Rick Sward and Amelia Slabogen, who play as the band ''Fishhead Stew,'' had hoped to record songs, meet with friends and perform -- but not necessarily for a fee -- at Fairbanks venues.
Friends of the Whitehorse residents told the Fairbanks Daily News-Miner that immigration officials turned the pair back at the Alaska Highway immigration office.
Inspector Carlos Hernandez, the immigration inspector on duty Friday, declined to discuss the matter. But he affirmed two Whitehorse residents were turned back late Tuesday or early Wednesday for lack of work visas.
''They've been caught here before,'' he said.
Hernandez deferred to his supervisor, who could not be called at home, he said.
Officials also denied the band entry to Alaska in 1998 and this time banned the group from entering the state for five years, the pair told Kliff Hopson, drummer for Gangly Moose. Band members could not be reached in Whitehorse.
Hopson arranged for Fishhead Stew to play advertised gigs at Fairbanks bars.
''This is just insane,'' he said. ''They were very upset.
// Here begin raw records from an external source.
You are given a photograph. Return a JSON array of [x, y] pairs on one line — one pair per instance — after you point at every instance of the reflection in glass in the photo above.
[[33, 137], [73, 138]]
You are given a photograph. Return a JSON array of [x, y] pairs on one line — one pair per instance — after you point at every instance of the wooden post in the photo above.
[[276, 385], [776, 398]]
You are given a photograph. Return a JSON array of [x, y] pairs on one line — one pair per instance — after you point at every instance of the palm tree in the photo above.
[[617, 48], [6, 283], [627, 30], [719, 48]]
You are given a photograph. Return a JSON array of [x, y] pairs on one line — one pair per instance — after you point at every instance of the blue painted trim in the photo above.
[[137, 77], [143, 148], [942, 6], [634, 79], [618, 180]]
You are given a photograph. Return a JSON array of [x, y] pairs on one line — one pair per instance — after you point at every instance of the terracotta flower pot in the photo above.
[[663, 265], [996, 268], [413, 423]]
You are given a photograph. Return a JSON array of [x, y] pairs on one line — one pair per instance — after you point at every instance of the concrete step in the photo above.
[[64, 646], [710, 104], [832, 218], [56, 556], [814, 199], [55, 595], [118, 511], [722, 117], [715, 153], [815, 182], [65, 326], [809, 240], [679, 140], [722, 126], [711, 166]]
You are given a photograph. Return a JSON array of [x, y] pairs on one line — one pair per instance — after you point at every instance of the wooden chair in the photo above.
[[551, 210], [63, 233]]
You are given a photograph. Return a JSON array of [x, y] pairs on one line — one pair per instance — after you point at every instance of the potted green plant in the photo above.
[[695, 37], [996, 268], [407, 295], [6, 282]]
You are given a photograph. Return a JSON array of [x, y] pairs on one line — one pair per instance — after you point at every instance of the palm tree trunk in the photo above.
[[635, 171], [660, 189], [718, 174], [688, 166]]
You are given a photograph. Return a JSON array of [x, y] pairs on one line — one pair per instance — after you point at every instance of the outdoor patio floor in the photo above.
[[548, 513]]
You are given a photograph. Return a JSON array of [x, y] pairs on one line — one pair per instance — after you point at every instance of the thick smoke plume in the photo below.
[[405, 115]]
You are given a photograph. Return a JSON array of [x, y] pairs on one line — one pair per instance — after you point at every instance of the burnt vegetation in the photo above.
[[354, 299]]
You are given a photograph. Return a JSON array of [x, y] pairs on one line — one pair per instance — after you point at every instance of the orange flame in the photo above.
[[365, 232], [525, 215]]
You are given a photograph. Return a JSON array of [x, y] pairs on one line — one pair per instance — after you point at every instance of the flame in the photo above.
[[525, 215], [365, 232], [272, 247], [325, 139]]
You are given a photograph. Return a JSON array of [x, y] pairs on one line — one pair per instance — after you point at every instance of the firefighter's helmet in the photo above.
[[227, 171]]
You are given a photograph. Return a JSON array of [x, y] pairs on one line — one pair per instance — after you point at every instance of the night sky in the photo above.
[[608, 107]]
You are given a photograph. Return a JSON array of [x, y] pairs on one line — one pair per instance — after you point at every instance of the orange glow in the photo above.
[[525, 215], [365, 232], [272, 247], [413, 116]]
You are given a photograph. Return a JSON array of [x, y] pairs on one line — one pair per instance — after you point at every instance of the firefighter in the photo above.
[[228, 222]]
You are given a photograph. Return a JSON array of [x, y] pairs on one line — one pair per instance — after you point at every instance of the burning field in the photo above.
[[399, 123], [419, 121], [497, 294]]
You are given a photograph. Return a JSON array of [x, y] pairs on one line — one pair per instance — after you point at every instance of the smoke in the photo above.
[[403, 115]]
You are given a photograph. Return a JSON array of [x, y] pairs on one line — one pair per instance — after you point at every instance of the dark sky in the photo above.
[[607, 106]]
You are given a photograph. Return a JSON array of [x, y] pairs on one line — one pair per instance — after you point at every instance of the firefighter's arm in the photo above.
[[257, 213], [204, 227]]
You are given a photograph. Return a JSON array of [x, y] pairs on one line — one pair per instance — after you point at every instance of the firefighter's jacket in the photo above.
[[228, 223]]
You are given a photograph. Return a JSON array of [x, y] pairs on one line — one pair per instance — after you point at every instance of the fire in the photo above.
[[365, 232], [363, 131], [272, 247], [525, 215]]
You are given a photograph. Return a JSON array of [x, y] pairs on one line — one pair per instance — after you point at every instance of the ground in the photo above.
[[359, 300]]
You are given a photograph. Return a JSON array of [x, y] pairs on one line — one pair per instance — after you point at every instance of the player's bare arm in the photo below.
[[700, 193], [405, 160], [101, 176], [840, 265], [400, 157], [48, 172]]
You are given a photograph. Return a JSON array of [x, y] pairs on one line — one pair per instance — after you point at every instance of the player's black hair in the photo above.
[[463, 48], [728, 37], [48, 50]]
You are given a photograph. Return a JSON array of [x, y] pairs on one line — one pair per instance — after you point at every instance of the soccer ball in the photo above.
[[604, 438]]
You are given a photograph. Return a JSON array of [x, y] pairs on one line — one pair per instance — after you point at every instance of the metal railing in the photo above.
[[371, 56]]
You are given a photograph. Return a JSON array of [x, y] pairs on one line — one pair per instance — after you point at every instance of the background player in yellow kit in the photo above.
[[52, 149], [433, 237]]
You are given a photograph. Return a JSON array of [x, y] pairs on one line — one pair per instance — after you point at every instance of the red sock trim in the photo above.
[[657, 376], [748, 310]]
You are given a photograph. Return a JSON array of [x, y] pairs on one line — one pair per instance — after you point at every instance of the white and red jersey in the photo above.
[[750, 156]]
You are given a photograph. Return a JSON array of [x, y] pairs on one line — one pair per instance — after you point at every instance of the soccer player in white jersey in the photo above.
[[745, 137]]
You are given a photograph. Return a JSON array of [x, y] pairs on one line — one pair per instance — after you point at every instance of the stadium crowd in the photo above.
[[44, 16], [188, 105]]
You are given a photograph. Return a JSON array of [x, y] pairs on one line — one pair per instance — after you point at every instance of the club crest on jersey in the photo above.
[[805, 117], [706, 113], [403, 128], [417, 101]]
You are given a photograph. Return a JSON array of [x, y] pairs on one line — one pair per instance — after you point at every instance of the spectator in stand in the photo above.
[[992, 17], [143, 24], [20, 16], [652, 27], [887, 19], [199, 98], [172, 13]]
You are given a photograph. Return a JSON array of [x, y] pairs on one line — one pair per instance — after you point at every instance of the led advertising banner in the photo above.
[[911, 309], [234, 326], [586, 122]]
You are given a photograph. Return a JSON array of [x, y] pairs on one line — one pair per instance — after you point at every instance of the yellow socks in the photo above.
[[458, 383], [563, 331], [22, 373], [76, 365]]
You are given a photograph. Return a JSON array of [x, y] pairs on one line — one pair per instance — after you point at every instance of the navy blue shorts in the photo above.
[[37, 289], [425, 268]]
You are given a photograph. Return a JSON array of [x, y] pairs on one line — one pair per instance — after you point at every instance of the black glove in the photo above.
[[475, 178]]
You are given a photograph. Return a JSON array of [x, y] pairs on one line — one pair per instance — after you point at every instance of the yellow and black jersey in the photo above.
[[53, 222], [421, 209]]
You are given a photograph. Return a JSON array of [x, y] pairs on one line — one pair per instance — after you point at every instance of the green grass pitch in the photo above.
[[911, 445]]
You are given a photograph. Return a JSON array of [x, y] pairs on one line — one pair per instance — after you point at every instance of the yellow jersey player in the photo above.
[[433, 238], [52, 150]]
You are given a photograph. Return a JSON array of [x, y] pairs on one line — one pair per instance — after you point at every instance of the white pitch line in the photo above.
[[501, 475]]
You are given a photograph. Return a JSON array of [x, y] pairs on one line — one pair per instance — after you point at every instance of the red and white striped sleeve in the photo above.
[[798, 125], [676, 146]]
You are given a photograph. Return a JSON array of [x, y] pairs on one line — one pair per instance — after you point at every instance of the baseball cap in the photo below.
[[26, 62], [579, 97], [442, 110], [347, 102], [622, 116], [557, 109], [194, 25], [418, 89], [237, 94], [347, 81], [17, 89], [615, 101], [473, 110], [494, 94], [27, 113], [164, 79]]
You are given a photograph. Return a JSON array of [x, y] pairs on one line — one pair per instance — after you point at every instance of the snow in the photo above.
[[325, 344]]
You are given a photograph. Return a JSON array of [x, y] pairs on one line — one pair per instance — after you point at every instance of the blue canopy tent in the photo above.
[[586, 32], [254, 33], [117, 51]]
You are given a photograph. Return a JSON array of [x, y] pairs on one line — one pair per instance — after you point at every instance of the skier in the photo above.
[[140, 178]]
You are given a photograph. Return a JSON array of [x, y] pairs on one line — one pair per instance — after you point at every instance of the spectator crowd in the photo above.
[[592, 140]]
They were really bummed.''
Christa Wisneski, who sometimes plays clarinet and percussion for the duo at Alaska performances, calls the band's trouble with border officials a ''continuing saga.'' Any money the group makes wouldn't cover the cost of the visas, she said.
''I think it's totally unfair,'' Wisneski said. ''It's just really a bummer, because everybody loves these guys so much.''
A temporary U.S. work Visa costs $110, according to the U.S. Immigration and Naturalization Service.
''These guys don't make any money, you know. None of us make any money playing bars. It's just enough to cover gas,'' Hopson said.